Concubinage. Prostitution. Proxenetism. White Slavery.—We have already seen that concubinage should never be punishable in itself, although it is so in some countries. We shall not again return to the question whether prostitution should be the object of judicial and penal actions. Proxenetism and white slavery, on the contrary, cause grave injury to the rights of many individuals and should be made criminal offenses; for they are crimes against society and the individual, and committed for lucre. It cannot be legal to do commerce with the body of one's neighbor: this is a crime which is closely related to slavery and similar abuses. (Vide Chapter X.)
The law should punish all public solicitation, obscenity or sexual brutality, but the punishment should take a milder form. The sexual act and everything connected with it should be absolutely free, but a man has no right to provoke or annoy his neighbor by indecent sexual invitations if the latter does not wish to respond to them.
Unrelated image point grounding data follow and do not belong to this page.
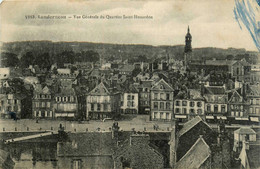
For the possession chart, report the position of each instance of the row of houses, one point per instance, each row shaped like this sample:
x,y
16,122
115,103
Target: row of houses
x,y
103,101
147,93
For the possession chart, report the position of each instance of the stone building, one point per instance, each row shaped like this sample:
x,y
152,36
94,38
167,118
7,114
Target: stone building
x,y
162,101
138,153
42,102
130,101
189,107
65,103
102,103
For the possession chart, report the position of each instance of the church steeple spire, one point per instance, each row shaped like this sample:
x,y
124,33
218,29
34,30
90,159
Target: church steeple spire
x,y
188,39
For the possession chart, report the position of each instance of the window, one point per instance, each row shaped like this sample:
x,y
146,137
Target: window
x,y
155,115
155,95
98,107
215,108
199,104
223,109
168,105
105,107
128,103
177,103
133,104
167,116
208,108
167,96
155,105
145,95
184,103
251,101
161,115
162,96
161,87
76,164
192,104
161,105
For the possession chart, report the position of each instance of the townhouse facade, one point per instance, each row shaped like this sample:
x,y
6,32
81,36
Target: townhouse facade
x,y
129,101
216,102
11,105
65,103
42,102
145,97
100,103
253,96
191,106
237,105
162,101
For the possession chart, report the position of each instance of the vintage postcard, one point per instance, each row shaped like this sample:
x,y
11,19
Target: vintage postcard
x,y
126,84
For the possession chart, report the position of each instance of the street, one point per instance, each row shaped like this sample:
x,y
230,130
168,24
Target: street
x,y
139,124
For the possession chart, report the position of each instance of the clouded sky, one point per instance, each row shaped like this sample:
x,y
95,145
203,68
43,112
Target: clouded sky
x,y
212,22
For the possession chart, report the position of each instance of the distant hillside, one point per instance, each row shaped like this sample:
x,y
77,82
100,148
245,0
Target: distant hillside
x,y
123,51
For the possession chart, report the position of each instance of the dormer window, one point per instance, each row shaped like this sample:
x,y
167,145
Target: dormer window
x,y
161,87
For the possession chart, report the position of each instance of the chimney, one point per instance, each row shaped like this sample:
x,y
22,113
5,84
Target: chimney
x,y
173,143
139,139
115,129
246,145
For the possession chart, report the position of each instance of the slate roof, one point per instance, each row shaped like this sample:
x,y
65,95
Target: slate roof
x,y
245,130
162,82
63,71
196,155
5,160
254,89
220,62
253,156
67,91
87,144
190,124
195,94
127,68
100,89
215,90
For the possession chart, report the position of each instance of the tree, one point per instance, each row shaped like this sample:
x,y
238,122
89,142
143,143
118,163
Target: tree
x,y
44,61
9,59
89,56
27,59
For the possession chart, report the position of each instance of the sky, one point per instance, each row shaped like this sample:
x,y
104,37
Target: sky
x,y
212,22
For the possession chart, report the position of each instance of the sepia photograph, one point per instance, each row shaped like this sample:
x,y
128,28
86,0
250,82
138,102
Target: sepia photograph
x,y
129,84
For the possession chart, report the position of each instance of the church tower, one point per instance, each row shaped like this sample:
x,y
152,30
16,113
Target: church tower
x,y
188,39
187,49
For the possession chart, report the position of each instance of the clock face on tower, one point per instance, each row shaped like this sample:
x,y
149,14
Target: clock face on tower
x,y
188,38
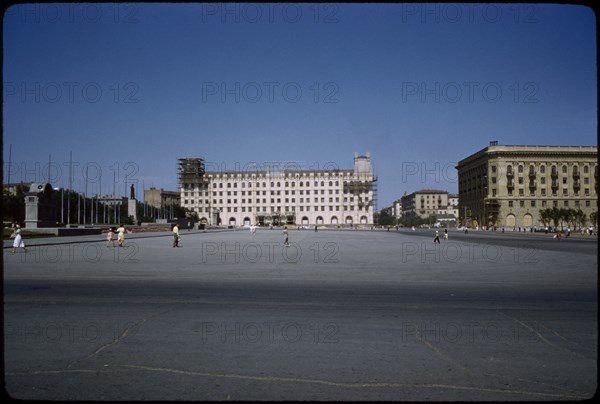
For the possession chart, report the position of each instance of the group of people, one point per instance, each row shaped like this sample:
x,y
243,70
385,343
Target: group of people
x,y
436,239
120,236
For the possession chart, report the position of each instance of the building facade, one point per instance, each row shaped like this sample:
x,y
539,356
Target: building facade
x,y
425,202
278,197
507,186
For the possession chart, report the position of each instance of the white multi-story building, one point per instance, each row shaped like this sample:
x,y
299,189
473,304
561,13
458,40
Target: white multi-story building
x,y
301,197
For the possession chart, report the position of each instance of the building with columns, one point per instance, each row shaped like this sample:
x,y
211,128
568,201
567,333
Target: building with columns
x,y
507,186
280,196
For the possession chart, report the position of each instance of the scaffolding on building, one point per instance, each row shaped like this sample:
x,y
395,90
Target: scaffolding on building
x,y
191,170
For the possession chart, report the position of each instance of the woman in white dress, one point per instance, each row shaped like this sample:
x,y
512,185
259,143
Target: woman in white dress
x,y
18,243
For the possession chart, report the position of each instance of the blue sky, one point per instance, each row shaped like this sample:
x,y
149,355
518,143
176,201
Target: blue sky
x,y
129,88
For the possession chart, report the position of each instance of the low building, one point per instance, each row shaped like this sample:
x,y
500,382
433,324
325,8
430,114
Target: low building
x,y
425,203
159,198
508,186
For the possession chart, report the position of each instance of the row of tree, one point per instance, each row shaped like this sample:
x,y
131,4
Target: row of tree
x,y
572,218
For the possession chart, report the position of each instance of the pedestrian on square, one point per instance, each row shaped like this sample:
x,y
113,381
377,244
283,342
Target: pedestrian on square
x,y
285,233
18,243
109,237
121,235
176,237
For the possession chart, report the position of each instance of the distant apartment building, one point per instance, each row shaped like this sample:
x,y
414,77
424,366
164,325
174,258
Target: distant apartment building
x,y
13,188
159,198
507,186
453,205
425,202
280,196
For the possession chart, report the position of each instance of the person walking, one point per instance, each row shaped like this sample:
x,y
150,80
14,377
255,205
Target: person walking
x,y
285,233
18,243
109,237
176,237
121,236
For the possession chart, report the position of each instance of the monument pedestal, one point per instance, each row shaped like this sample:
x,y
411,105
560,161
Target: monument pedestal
x,y
132,209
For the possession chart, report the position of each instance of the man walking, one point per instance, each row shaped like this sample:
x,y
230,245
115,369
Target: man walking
x,y
176,237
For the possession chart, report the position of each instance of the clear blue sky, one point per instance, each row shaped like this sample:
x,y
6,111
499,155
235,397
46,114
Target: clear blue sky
x,y
129,88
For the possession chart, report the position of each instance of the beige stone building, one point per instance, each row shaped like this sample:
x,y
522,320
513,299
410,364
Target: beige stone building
x,y
159,198
507,186
280,196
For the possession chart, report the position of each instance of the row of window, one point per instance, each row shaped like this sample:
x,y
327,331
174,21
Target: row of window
x,y
264,200
243,193
553,167
272,184
544,204
274,209
565,192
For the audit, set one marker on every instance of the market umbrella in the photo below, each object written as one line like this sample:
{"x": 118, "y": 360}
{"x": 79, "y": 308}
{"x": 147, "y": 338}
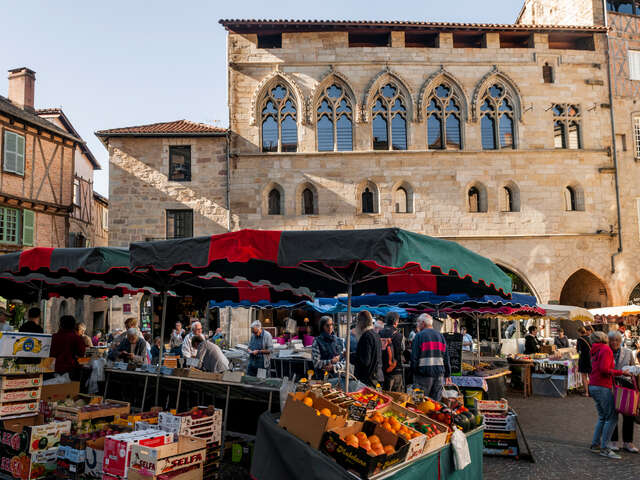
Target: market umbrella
{"x": 329, "y": 263}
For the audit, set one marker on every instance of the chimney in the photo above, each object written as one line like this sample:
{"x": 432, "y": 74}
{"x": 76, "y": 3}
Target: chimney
{"x": 22, "y": 82}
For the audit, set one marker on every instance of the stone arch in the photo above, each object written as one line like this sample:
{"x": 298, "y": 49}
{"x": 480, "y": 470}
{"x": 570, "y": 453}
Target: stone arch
{"x": 432, "y": 82}
{"x": 330, "y": 77}
{"x": 300, "y": 199}
{"x": 266, "y": 193}
{"x": 268, "y": 82}
{"x": 496, "y": 75}
{"x": 519, "y": 281}
{"x": 509, "y": 196}
{"x": 386, "y": 75}
{"x": 368, "y": 188}
{"x": 397, "y": 199}
{"x": 584, "y": 289}
{"x": 477, "y": 198}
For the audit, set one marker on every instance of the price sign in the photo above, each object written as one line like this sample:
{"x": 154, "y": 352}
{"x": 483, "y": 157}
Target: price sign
{"x": 357, "y": 412}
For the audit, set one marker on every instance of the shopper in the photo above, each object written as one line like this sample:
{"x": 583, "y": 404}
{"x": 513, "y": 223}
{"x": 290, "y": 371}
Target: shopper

It is, however, extremely difficult to fix the limits of what is licit, for prudery may also go too far and regard the most innocent allusions as provocations. It is absolutely necessary to leave a margin for normal sexual invitations. All that is required is that they should not overstep the limits of recognized propriety, so long as there is not mutual agreement between the two parties. (Vide Flirtation, Chapter IV.)
Lewdness. Pornography.—The question naturally presents itself of knowing how far it is permitted to proceed publicly with a mutual agreement without causing offense or injury to other parties. On the whole, our customs are free enough in this respect, and a greater liberty in public flirtation would be inconvenient. For instance, lewd exhibitions, coitus, etc., could not be allowed in public places. Children especially should be protected against such excitations of the sexual appetite, and it is necessary to fix a legal distinction between what is offensive and what is not offensive to public propriety or modesty.
Simple police regulations are sufficient for this purpose, but they are very necessary to protect women and children, and occasionally young men, against importunities or sexual obsessions, against sexual solicitation, or even against assault or other offenses, such as incitement to masturbation, obscene words and gestures, etc.
It is, no doubt, very difficult to define the limits. Our modern customs have left a large margin for pornography, which they treat like a spoiled child. The most dangerous form, however, is not that which flaunts itself in shop windows, by advertisements and placards, in public kiosks and dancing rooms; but the refined and æsthetic pornography which appears in the form of elegant engravings, erotic novels and dramas, under the cloak of art and even under that of morality.
Unfortunately, the public is a very bad judge of these things. Certain books have openly and fearlessly described the sexual vices of our time—for example, Zola's novels and the dramas of Brieux—and these have been stigmatized as pornographic. As a matter of fact their authors in no way merit such a reproach. Such works in no way encourage immorality; on the contrary, they inspire disgust and a healthy and holy terror at the perversity of our sexual customs. No doubt such works may have an erotic action on ignorant and low-minded persons. The Tyrolean peasants, in their moral indignation, have been known to destroy the marble statues of women erected in public places. Such acts serve no purpose, for prudery will never rid the world of eroticism; it will only increase it by leading to hypocrisy. We have something better to do than persecute and insult true art and men of talent or genius who expose our social perversions.
Pornography is quite another thing. It is not contented with representing the æsthetic, licit, and normal side of natural eroticism. It does not depict sexual vice so as to emphasize its ugliness and its tragic consequences, but to glorify it. Whether it is represented as brazen nudity unadorned, or enveloped in a transparent veil which reveals everything it pretends to hide; whether it reels in bacchanalian orgies; whether it appears in brilliant fancy dress illuminated by electric lights, or in the discreet light of a fashionable boudoir; whether it is clearly revealed or equivocal, perverted in one way or depraved in another; in all its forms its aim is to tickle, to excite, to seduce, to allure, by arousing lewdness and inflaming its lowest passions.